GNS Healthcare is collaborating with the National Cancer Institute (NCI) to accelerate lung cancer research with a supercomputing platform that can rapidly uncover cause-and-effect mechanisms hidden in huge data sets assembled from imaging, genetics, pathology and other areas. The results could help predict which patients will respond to a given treatment.
GNS will analyse NCI data from the laboratory of Terry van Dyke, director of the Center for Advanced Preclinical Research (CAPR) at NCI. This data was generated from genetically-modified mouse models of non-small-cell lung cancer (NSCLC). This collaboration will utilise GNS’s supercomputer-driven REFSTM platform to build computer models of NSCLC in a hypothesis-free, unbiased manner that will be simulated to identify key molecular mechanisms of NSCLC. The goal is to identify biomarkers and biological mechanisms that will lead to better matching of drugs to patients and new effective drugs in NSCLC.
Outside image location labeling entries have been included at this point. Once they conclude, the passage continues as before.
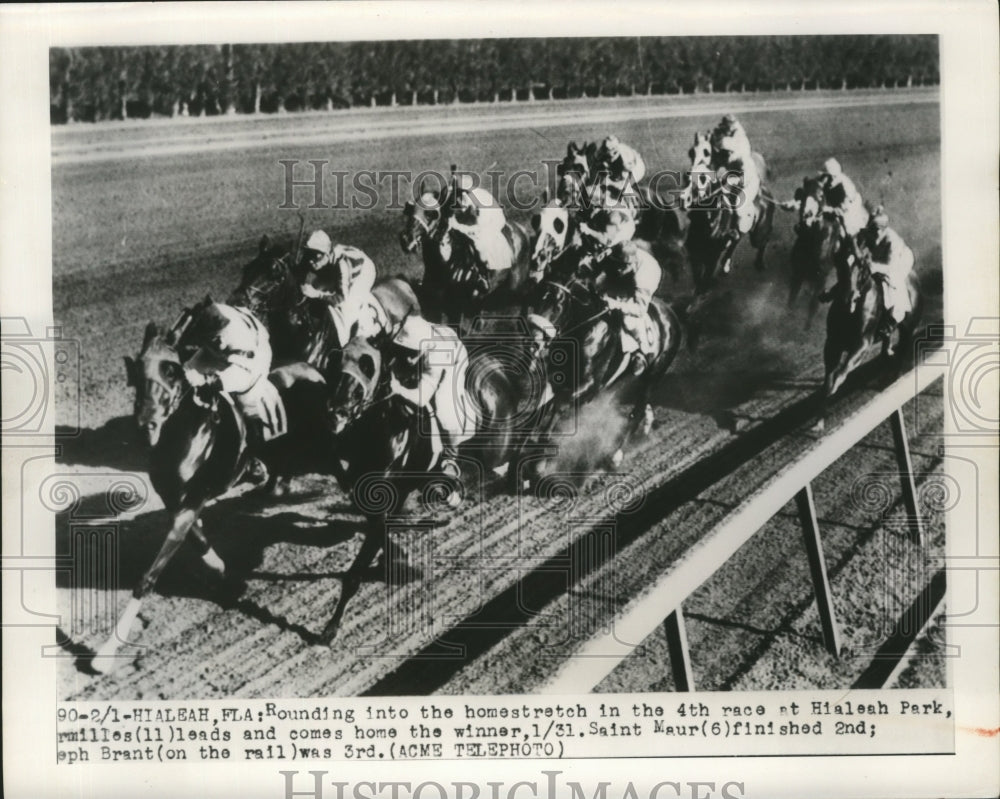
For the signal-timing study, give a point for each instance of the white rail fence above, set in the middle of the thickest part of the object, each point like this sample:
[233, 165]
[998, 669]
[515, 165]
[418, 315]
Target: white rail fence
[662, 602]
Using data from the experimental assessment of transcriptomic and MRI data relating to NSCLC induction, regression and combination drug treatments, GNS will utilise the REFSTM platform to reverse-engineer network models that connect drug doses to transcriptional and imaging measurement networks, and to endpoints. The results from millions of in silico simulations of these models will provide insights into the fundamental mechanisms of NSCLC and its response to drug treatments, enabling the development of more effective treatments for NSCLC.